When my now ex-stepfather wandered in at 4 a.m drunk and suicidal, distasteful and offensive slurs rolled off of his tongue like an infectious prison dagger and stabbed me in the chest. For the very first time, I fought back. I screamed until my throat closed dry and my eyes puffed with tears. When I couldn’t take it any longer I left my angry home in a rush, leaving without my jacket. My mother was yelling at me telling me I couldn’t leave her alone with him. But since when was it my responsibility to cure the home of the toxic plague that quarantined us? After all, I was only just 16. I wandered the slum of my neighborhood in the early hours of the morning before calling my bestfriends mom for help. I remember sitting on the filth that covered the cement with my back against the wall of the old corner store that I used to happily walk to as a young child. I finally came the realization that I could no longer take care of my parents and that I needed to care for myself. The toxicity levels were just far too overwhelming and in that atmosphere, I couldn’t get a breath of fresh air.

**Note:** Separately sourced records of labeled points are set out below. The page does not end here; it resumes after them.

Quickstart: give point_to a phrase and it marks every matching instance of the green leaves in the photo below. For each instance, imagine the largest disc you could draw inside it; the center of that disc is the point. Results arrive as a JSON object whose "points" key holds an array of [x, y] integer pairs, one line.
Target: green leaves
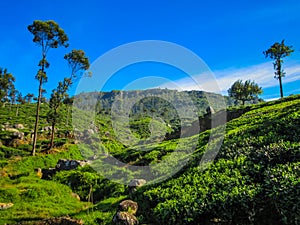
{"points": [[244, 91], [77, 62], [48, 34], [278, 51]]}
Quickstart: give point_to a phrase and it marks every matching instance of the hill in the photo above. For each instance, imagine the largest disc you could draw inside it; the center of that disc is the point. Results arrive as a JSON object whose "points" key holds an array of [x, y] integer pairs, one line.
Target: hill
{"points": [[254, 178]]}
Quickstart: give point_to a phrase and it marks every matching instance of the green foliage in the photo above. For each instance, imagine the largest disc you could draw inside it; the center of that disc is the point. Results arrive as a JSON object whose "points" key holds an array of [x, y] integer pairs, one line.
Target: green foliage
{"points": [[247, 91], [7, 88], [278, 51], [31, 194], [89, 184], [254, 179]]}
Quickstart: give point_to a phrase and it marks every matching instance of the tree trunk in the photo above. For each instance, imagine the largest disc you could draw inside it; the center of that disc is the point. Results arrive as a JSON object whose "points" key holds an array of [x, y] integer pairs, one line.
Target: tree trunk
{"points": [[67, 121], [280, 85], [37, 118], [17, 111], [52, 135], [279, 73]]}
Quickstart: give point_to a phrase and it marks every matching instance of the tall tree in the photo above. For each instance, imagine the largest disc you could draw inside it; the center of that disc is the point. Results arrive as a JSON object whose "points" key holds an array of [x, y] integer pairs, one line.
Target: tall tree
{"points": [[277, 52], [47, 35], [244, 91], [7, 87], [78, 63], [29, 97]]}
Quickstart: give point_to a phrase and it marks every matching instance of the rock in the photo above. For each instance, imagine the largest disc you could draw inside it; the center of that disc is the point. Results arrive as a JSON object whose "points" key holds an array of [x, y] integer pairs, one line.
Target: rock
{"points": [[210, 110], [39, 172], [47, 128], [137, 182], [47, 174], [134, 184], [89, 132], [61, 221], [19, 135], [128, 206], [19, 126], [13, 130], [74, 195], [65, 164], [124, 218], [5, 205], [15, 143]]}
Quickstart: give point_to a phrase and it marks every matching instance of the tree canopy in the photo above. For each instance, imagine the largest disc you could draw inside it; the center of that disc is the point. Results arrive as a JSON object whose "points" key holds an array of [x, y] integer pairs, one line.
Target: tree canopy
{"points": [[278, 51], [246, 91]]}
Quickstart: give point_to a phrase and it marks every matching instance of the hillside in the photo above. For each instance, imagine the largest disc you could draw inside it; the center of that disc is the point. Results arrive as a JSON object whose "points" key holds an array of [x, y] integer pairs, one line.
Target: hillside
{"points": [[255, 178]]}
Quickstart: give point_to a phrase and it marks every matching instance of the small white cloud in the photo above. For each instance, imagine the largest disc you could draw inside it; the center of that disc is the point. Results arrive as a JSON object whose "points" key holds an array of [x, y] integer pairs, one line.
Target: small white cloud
{"points": [[220, 82]]}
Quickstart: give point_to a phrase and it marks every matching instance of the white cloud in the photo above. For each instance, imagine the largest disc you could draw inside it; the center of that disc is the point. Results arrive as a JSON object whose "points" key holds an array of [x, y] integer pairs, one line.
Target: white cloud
{"points": [[262, 74]]}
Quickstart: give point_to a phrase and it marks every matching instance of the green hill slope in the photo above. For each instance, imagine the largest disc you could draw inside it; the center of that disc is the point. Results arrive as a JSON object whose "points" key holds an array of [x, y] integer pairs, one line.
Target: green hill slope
{"points": [[255, 178]]}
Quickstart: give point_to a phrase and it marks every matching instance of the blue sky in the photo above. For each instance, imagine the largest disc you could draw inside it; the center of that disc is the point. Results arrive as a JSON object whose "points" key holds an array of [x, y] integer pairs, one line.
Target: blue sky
{"points": [[229, 36]]}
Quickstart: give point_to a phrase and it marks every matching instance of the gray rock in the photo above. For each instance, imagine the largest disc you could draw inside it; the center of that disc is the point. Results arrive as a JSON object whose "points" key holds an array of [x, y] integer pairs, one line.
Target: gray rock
{"points": [[18, 135], [128, 206], [19, 126], [66, 164], [134, 184], [9, 129], [137, 182], [6, 205], [124, 218]]}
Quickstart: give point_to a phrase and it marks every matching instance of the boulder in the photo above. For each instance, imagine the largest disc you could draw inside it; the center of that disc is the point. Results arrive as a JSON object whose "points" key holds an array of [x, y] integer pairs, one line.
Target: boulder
{"points": [[61, 221], [15, 143], [39, 172], [65, 164], [210, 110], [128, 206], [134, 184], [137, 182], [19, 126], [74, 195], [47, 174], [124, 218], [13, 130], [19, 135], [6, 205]]}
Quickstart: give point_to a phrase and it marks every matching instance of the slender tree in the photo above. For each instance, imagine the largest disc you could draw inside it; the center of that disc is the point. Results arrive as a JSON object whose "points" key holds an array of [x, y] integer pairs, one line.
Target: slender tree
{"points": [[29, 97], [244, 91], [47, 35], [7, 87], [277, 52], [78, 63]]}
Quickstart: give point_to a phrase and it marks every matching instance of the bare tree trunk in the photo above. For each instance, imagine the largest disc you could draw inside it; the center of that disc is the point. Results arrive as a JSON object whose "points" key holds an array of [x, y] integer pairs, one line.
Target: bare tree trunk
{"points": [[52, 135], [280, 85], [17, 111], [37, 118]]}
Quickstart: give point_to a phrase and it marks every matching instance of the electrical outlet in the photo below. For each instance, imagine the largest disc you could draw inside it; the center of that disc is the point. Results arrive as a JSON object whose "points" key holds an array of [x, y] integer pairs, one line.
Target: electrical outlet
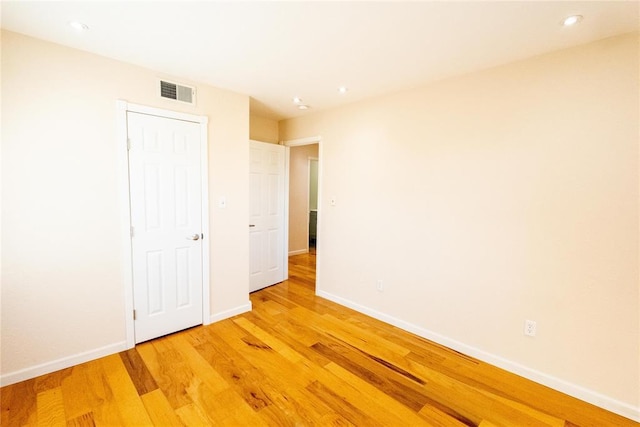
{"points": [[530, 328]]}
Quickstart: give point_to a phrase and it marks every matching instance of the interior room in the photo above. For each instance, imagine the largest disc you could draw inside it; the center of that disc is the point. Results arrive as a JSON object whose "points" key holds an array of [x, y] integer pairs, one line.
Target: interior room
{"points": [[472, 257]]}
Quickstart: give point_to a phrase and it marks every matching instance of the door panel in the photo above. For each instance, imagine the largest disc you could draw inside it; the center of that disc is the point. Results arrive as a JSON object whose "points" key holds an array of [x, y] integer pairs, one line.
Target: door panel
{"points": [[266, 215], [166, 215]]}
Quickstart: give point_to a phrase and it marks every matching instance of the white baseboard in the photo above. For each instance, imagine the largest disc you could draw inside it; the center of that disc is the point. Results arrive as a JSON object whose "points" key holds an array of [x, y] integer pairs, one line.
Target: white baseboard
{"points": [[590, 396], [216, 317], [65, 362], [299, 252]]}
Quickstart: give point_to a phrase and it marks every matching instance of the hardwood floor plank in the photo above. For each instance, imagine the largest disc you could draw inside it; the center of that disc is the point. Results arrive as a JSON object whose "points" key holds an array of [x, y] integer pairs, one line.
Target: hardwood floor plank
{"points": [[125, 395], [84, 420], [138, 371], [159, 409], [19, 404], [51, 408]]}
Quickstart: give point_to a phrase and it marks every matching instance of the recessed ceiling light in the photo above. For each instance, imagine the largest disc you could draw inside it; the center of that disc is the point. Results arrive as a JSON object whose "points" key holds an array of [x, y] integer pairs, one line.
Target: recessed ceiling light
{"points": [[571, 20], [78, 26]]}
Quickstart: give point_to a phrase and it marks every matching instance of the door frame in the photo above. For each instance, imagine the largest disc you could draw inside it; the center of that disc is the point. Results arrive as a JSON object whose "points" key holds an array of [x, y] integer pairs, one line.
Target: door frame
{"points": [[308, 141], [309, 160], [122, 108]]}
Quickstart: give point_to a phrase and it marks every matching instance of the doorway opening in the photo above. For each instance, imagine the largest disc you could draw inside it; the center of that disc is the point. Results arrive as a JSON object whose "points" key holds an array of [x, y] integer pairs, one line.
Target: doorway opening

Since my epiphany, I’ve dissociated myself as much as I possibly could from my family. My parents now split for nearly a year, they have parted ways and embarked new journeys; ones I wish to be in no part of. These days I hardly talk to either and I spend most of my time at work [making it to school as much as I can]. It is a refreshing feeling to know that my time in highschool is nearing an end. That as of this summer, I will be leaving home to start a journey of my own. Free from unfit guardians and quicksand pits.